I wish you could have seen the gratuitous amount of Mexican food I ate this weekend. I eat it a lot anyway [burritos are a food group, right], but this is a lot even by my standards [but definitely not Andrew’s]. Friday night, we met up with a friend at Pope House Bourbon Lounge before going to see The Imposter [go see it — totally messes with your mind]. While I teased Andrew for not drinking bourbon at a bourbon lounge, he returned the favor. “You’re the one eating a vegetarian quesadilla.” Touche. It was a good quesadilla, though! I was still mildly full from the Indian food I had at lunch, but I knew I’d be starving when the movie got out at 11pm.

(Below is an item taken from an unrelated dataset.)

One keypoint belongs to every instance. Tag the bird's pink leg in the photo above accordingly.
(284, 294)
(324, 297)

Fast forward to Saturday morning. We ate the obligatory breakfast burritos at Gonzales Taqueria truck by the house. I actually didn’t eat tamales for once. I’m just as surprised as you are. Then we barbecued at a friend’s place later for a little pre-game action for the Timbers game that night. Grilled pollo asado and carne asada tacos, naturally. Complete with avocado, onion, Anaheim peppers, and lime. While it isn’t food, I definitely drank some tequila post game in an amazing cocktail from Kask. If you haven’t gone, go. It’s one of my favorite cocktail bars in the city.

I actually made breakfast Sunday morning! Shock. Awe. Gasp. Did I take photos? Of course not. I just ate it. How selfish of me. I made a scramble out of chicken chorizo, chopped pasilla peppers, and eggs and then put it in blue corn tortillas for some ridiculous breakfast tacos. Were they covered in gratuitous cotija cheese? Of course.

There is still a mound of jalapenos in the fridge. They’ve been hanging on in the drawer with the cheese. Is that weird? Andrew bought a few to just snack on [seriously, he loves heatand would probably bathe in hot sauce if he could]. I bought another huge package of them at the Asian market because they were cheap, and we go through them a lot around here. So it only makes sense that I put one in a batch of hummus. I didn’t have time to roast it, but I really don’t mind the fresh bite of a jalapeno. I also used a lot of seeds. The seeds contain the heat. Proceed with caution. Don’t rub your eyes after touching them. Can you see where this is going?

Ingredients

  • 15oz can of garbanzo beans, drained and rinsed
  • 1-2 jalapeno(s), chopped
  • 1 clove of garlic
  • 3 tablespoons tahini
  • 3 tablespoons olive oil
  • 4 tablespoons water
  • 1 tablespoon lemon juice
  • 1-2 teaspoons cumin
  • 1-2 teaspoons salt

Preparation

  1. Toss everything into the food processor, starting on the low end of the spices and jalapeno/seeds. You can always add more later.
  2. Process until smooth, adding more olive oil or water as necessary to reach the desired consistency.
  3. Taste test a lot!
  4. I ended up adding a little more olive oil and cumin/salt to really amp up the flavor.
  5. Serve immediately or store in the fridge until ready.

 



7 thoughts on “Jalapeno Hummus”

  • Hey, no matter how much Mexican food you make, it’s never enough! MORE! 🙂 This hummus sounds wonderful as well–I love the jalapeno addition.

  • I can’t believe I resisted hummus for so many years. It’s so creamy and wonderful. I bet this jalapeno version would be yummy in a wrap to spice things up. mmmm

  • I have some fresh jalapenos that need to be used! I’m all over this. And made some Mexican stuffed peppers over the weekend, added jalapeno to the stuffing, spent the entire time reminding myself not to touch my eyes…touched my eyes anyway. The burn.

    • I can finally reply to comments — yay. I made the mistake of trying to upgrade to this Disqus plug-in right after I posted not realizing that it would need 24 hours to import old comments. So now, going forward, once you comment, you *should* get emails. Fingers crossed!

      Mexican stuffed peppers sound delish! Burned eyes, not so much.